The lost magnetic field of Mars could “drown” in the core of the planet. Excess of hydrogen, which appeared as a result of the splitting of water molecules and accumulated in the Martian mantle, could stop convection (heat transfer), thus turning off the magnetosphere of the planet forever. This assumption was made by the planetologist of the University of Arizona (USA) Joseph O’Rourke at the conference on lunar and planetary sciences.
At present, the theory of the magnetohydrodynamic dynamo is the generally accepted model explaining the nature of the internal magnetism of the planets: the magnetic field is generated by convection currents in a liquid conducting core. In the process of convection, the lower layers of matter heat up, become lighter and float, and the upper layers, on the contrary, cool, become heavier and fall down, after which the process is repeated again and again. The motion of iron flows in the core of the planet, which can carry an electric charge, forms a magnetic field that protects the atmosphere from the effects of the solar wind.
However, in the opinion of O’Rourke, if layers of a lighter substance, for example the same hydrogen, settle closer to the iron core, they can block the layers of a denser substance from plunging down, thereby stopping the convection process.
“Too much hydrogen – and convection processes can stop completely. Hydrogen is a ruthless killer, “O’Rourke said during his presentation.
The scientist, together with his colleague Dan Shim of the same university, suggested that a large supply of hydrogen in the bowels of the planet could appear from the water contained in the Martian minerals. Closer to the hot core, the water would be split into hydrogen and oxygen. The chemical reactions of oxygen and other elements could keep it in the upper layers of the planet’s mantle, while hydrogen could settle almost on the core and thus effectively slow the magnetohydrodynamic dynamo.
The main question here is whether the minerals of Mars had what it takes to deliver hydrogen to the right place. Recent studies of the Red Planet show that the crust of Mars is rich in mineral olivine, which is poorly bound to water and therefore relatively dry.
In deeper depths of the planet, pressure forces olivine to pass into minerals of wadsleyt and ringwoodite, capable of containing more water. Even deeper – and these minerals turn into bridgmanite, which again becomes dry. For some time this bridgemanite could act as a buffer against water, allowing the core to continue convection. However, as the mantle cools, the bridgmanite layer contracts and eventually disappears completely, O’Rourke’s research suggests.
Was there ever this saving layer of bridgmanite inside Mars, depending on how large the core of the planet is. This information can be obtained with the aid of the Mars InSight spacecraft, which is scheduled to launch in early May, notes O’Rourke.

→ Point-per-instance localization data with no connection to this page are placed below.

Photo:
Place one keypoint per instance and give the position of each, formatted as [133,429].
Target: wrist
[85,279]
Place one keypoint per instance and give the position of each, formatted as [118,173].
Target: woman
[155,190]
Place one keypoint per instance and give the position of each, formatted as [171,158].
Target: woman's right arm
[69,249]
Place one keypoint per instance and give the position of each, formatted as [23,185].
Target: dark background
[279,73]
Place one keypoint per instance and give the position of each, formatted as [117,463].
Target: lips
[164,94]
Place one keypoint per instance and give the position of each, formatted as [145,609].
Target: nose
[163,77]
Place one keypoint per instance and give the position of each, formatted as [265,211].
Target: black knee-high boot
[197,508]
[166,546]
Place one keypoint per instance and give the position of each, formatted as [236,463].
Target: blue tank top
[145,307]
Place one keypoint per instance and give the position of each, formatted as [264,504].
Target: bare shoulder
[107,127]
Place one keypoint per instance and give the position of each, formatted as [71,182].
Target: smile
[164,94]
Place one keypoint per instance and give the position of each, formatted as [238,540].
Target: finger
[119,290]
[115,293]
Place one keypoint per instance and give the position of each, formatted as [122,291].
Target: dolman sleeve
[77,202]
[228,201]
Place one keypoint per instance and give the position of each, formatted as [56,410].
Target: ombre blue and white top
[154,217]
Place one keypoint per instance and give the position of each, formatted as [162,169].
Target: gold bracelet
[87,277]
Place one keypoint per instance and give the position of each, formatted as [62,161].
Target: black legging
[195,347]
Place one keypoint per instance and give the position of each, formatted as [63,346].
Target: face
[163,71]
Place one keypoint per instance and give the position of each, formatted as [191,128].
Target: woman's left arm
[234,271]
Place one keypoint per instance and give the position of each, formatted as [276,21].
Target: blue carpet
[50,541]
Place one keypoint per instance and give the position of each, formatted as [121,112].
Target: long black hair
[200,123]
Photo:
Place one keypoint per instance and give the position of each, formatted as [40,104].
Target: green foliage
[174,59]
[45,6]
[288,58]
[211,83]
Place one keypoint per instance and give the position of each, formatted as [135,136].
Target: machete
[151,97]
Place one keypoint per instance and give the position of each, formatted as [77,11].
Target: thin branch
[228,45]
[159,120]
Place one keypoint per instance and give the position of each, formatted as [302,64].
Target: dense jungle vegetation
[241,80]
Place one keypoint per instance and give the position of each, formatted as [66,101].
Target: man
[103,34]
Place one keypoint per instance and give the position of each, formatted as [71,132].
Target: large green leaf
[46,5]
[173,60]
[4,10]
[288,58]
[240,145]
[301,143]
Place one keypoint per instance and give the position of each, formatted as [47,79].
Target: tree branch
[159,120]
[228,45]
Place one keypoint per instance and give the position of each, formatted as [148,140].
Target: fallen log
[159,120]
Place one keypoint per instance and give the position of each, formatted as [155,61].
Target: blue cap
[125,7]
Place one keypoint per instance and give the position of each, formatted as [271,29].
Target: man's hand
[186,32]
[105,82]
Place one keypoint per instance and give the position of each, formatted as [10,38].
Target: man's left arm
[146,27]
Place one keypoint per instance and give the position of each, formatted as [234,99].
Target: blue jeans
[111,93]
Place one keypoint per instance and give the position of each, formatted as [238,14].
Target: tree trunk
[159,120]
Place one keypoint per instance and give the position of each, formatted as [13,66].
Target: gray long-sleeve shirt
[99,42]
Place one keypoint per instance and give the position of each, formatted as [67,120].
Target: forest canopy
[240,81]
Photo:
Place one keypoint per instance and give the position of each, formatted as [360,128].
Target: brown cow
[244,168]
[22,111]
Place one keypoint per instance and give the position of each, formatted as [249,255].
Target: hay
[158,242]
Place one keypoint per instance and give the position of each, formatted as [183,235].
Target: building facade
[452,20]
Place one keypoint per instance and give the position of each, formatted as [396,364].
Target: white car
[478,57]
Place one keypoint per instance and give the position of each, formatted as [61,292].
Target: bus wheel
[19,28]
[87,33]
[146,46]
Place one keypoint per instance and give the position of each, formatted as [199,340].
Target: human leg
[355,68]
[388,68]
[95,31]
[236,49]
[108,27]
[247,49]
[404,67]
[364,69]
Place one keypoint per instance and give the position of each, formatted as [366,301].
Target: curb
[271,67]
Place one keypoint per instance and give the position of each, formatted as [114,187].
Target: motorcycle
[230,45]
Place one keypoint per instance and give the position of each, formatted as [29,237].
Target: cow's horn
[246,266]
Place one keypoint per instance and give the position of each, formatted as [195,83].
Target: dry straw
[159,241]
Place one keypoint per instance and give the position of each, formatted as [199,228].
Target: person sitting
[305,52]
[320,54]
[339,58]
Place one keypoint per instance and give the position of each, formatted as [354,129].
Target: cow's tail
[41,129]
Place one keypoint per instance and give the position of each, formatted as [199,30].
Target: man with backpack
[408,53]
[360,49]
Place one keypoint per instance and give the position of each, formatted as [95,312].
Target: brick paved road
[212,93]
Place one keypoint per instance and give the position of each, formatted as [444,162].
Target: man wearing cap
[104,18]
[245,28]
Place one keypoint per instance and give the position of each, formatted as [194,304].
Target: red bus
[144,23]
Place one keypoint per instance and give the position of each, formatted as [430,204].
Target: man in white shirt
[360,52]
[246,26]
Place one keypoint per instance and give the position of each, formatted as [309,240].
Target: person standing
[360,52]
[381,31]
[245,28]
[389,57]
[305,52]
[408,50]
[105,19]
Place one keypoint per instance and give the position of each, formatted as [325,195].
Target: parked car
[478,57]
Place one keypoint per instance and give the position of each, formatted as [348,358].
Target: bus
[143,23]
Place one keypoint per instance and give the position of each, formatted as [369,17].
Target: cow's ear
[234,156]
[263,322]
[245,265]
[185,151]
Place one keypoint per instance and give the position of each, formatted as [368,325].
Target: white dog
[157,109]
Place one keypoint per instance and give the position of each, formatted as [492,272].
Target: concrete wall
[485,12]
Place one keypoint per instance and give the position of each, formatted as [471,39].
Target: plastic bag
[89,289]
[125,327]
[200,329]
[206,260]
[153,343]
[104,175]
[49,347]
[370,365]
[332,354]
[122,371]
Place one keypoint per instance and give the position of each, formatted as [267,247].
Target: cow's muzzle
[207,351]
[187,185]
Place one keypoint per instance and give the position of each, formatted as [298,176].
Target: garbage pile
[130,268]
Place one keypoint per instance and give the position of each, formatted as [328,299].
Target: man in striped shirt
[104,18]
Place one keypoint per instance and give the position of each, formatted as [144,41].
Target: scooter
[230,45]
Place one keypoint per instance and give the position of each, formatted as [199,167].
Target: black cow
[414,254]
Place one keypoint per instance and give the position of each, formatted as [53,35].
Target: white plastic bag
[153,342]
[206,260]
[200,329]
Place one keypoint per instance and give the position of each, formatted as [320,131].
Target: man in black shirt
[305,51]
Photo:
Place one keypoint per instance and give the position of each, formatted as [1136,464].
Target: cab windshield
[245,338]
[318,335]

Scientists believe that about 4 billion years ago, Mars still had a magnetic field. Researchers struggled to explain how it disappeared, leaving the planet vulnerable to the devastating solar wind, which probably “blew away” its atmosphere and deprived of surface water.
But if hydrogen really blocked the core’s core convection, then by geological measures everything should have happened in a very short time. Previous studies indicate that the magnetic field of Mars has disappeared relatively quickly, in about 100 million years.